The bearing of the hotel guests suggested absolute ignorance of one another's existence. The Colonels, as I have said in a previous chapter, were exceptions, but even they held intercourse only without the hotel walls. Day after day, month after month, year after year as we were told, these men had fed together, yet we never saw them betray even the most cursory interest in one another. They entered and departed without revealing, by word or look, cognisance of another human being's presence. Could one imagine a dozen men of any other nationality thus maintaining the same indifference over even a short period? I hope future experience will prove me wrong, but in the meantime my former conception of the French as a nation overflowing with bonhomie and camaraderie is rudely shaken.

The day of the year would have passed without anything to distinguish it from its fellows had not the proprietor, who, by the way, was a Swiss, endeavoured by sundry little attentions to reveal his goodwill. Oysters usurped the place of the customary hors d'oeuvres at breakfast, and the meal ended with café noir and cognac handed round by the deferential Iorson as being "offered by the proprietor," who, entering during the progress of the déjeûner, paid his personal respects to his clientèle.

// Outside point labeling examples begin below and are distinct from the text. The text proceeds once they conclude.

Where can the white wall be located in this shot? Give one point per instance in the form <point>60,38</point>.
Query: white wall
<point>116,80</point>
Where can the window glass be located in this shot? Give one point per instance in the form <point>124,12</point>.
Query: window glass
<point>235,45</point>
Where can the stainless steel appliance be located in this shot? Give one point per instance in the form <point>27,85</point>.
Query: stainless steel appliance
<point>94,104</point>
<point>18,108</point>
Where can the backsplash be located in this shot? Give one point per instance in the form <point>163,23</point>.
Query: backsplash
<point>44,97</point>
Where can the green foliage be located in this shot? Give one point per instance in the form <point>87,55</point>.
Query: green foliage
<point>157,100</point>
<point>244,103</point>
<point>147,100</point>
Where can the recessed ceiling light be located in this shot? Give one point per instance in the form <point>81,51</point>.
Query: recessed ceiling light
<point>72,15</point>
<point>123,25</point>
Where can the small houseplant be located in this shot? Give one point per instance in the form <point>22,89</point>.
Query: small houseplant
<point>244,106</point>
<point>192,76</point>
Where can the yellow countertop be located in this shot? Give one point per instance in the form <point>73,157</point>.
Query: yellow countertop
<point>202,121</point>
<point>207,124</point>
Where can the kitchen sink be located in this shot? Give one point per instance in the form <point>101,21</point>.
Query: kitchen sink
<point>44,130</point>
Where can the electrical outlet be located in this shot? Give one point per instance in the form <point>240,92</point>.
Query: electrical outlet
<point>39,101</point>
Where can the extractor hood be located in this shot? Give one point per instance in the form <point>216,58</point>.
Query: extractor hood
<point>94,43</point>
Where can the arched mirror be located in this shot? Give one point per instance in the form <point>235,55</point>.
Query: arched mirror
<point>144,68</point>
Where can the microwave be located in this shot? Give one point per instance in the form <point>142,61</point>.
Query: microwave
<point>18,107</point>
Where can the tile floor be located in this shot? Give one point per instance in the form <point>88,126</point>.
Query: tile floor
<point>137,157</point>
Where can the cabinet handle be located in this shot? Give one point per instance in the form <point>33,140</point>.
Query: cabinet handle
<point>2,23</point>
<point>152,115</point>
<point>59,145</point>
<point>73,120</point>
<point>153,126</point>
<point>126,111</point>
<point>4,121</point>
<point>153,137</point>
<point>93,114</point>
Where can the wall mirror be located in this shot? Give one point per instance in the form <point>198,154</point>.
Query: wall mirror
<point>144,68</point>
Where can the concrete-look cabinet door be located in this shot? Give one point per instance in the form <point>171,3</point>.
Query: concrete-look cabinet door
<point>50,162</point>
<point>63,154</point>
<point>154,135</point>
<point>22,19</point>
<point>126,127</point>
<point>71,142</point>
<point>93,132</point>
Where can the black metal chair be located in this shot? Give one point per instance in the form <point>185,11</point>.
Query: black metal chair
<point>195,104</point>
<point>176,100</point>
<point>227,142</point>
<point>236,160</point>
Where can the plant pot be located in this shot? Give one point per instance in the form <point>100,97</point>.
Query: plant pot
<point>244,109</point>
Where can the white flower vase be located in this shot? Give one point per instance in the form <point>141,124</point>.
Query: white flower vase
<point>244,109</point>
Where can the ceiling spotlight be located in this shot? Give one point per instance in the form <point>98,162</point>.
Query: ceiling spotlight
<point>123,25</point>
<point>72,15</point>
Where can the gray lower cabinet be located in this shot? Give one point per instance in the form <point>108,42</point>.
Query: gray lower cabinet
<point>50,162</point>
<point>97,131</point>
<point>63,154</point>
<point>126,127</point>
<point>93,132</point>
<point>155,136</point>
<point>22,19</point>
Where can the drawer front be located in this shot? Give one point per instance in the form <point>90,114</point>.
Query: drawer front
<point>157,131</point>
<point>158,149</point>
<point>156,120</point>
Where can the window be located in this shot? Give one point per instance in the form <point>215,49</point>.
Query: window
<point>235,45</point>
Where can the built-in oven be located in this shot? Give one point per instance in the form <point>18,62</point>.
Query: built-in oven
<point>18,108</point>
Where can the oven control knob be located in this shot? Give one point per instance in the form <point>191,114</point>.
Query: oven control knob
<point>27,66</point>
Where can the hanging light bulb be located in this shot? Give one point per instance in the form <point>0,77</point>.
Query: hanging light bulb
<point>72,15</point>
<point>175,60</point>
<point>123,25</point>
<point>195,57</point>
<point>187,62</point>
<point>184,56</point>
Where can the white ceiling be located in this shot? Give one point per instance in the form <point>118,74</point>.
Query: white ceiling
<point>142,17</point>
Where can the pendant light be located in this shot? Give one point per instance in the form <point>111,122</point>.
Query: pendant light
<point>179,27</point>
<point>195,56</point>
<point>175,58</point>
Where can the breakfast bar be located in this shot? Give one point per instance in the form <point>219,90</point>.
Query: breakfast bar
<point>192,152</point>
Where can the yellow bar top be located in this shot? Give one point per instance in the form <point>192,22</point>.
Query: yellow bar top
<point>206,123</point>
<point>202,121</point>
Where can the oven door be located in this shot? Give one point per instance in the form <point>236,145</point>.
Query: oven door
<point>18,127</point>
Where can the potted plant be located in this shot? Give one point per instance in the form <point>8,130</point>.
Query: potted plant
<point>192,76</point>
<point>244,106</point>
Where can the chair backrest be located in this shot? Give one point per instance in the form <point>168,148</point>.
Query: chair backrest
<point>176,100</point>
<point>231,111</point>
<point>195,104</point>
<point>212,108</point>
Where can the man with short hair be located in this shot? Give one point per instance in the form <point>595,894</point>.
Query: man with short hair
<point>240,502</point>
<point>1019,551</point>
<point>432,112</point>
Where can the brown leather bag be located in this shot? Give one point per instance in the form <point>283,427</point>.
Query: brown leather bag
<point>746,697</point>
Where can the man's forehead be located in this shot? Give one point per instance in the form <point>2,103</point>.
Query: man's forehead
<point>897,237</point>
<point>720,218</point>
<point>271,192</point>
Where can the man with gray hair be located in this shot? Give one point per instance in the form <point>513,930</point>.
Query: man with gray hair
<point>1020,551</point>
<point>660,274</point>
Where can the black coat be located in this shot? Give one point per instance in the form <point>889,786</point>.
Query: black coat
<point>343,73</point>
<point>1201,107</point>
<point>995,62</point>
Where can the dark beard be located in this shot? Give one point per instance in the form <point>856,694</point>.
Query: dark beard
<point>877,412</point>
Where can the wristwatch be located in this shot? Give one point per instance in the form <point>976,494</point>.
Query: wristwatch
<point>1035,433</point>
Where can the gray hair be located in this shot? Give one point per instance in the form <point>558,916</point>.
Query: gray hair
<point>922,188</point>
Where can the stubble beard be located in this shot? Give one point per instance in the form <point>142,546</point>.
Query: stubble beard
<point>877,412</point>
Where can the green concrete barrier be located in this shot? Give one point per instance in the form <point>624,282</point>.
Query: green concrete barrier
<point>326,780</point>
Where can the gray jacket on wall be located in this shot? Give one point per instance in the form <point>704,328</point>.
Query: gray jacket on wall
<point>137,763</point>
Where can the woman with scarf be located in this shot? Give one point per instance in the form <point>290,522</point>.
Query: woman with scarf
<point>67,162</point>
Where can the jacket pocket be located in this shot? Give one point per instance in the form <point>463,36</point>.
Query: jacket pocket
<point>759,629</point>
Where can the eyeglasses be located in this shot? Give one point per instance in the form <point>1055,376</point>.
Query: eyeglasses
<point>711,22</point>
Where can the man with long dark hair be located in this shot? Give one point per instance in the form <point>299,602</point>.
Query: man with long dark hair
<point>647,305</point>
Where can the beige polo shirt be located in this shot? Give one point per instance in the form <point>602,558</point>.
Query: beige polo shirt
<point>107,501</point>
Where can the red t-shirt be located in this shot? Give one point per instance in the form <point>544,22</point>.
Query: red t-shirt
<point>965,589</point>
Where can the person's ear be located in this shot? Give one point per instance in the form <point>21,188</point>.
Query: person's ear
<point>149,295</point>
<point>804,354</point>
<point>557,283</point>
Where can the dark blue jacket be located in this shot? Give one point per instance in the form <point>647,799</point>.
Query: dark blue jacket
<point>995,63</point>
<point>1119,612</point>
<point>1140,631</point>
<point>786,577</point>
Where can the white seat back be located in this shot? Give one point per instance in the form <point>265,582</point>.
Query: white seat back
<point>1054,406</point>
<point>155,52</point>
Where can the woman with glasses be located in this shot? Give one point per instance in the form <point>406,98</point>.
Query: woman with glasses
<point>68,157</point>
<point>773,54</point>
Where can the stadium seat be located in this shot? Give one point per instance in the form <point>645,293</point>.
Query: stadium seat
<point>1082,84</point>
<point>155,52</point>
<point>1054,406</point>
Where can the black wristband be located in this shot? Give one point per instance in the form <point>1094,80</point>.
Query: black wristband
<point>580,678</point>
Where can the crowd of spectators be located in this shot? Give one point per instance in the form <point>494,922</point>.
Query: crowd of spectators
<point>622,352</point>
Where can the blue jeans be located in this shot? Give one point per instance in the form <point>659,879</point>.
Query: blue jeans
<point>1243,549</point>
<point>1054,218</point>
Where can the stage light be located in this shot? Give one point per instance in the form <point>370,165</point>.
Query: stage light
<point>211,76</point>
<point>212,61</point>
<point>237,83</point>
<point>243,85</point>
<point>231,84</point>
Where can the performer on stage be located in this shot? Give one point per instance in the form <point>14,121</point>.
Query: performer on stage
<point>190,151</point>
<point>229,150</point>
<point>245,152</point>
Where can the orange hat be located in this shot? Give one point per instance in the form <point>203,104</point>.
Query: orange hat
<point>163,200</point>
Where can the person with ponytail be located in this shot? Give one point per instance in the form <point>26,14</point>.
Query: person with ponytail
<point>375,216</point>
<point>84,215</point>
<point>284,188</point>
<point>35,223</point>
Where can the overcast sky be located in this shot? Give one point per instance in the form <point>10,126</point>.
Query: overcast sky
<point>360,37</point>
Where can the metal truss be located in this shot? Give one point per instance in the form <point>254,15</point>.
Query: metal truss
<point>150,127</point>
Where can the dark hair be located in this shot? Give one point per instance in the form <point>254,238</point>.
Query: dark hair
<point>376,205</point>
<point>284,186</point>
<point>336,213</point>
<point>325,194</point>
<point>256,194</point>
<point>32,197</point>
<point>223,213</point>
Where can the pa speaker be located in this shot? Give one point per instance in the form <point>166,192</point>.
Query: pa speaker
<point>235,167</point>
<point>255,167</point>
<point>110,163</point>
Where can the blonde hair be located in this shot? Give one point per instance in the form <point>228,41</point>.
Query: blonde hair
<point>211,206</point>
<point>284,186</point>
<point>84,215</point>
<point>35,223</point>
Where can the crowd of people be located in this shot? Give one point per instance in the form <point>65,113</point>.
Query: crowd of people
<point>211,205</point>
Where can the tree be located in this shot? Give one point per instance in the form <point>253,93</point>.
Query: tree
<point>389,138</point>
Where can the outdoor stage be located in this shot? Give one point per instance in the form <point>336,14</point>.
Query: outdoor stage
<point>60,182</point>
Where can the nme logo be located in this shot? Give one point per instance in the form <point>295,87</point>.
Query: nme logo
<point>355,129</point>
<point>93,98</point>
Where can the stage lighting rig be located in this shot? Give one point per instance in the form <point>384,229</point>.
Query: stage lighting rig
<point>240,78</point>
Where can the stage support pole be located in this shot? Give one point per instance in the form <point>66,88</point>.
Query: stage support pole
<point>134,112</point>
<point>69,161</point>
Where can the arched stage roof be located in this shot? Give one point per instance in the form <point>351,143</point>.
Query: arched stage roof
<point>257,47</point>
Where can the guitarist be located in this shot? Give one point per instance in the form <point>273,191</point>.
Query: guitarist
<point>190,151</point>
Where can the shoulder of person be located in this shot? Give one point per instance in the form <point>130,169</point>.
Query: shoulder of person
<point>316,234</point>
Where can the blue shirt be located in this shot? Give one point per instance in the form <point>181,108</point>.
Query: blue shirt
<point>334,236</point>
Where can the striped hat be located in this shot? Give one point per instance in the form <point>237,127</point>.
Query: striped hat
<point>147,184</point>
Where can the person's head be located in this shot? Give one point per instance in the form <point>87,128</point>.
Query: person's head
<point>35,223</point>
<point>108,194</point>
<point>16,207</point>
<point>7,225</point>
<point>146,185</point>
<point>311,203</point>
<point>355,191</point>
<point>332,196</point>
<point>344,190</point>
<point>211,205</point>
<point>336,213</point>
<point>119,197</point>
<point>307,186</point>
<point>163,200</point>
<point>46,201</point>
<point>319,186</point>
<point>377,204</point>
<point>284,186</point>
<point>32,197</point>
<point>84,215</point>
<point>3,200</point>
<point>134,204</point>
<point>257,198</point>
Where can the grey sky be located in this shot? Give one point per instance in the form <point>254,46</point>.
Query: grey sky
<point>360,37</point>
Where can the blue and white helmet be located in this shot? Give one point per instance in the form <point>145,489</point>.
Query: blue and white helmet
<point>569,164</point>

The afternoon brought us a charming discovery. We had a boy guest with us at luncheon, a lonely boy left at school when his few compatriots—save only the two Red-Cross prisoners—had gone home on holiday. The day was bright and balmy; and while strolling in the park beyond the Petit Trianon, we stumbled by accident upon the hameau, the little village of counterfeit rusticity wherein Marie Antoinette loved to play at country life.

Following a squirrel that sported among the trees, we had strayed from the beaten track, when, through the leafless branches, we caught sight of roofs and houses and, wandering towards them, found ourselves by the side of a miniature lake, round whose margin were grouped the daintiest rural cottages that monarch could desire or Court architect design.

History had told us of the creation of this unique plaything of the capricious Queen, but we had thought of it as a thing of the past, a toy whose fragile beauty had been wrecked by the rude blows of the Revolution. The matter-of-fact and unromantic Baedeker, it is true, gives it half a line. After devoting pages to the Château, its grounds, pictures, and statues, and detailing exhaustively the riches of the Trianons, he blandly mentions the gardens of the Petit Trianon as containing "some fine exotic trees, an artificial lake, a Temple of Love, and a hamlet where the Court ladies played at peasant life."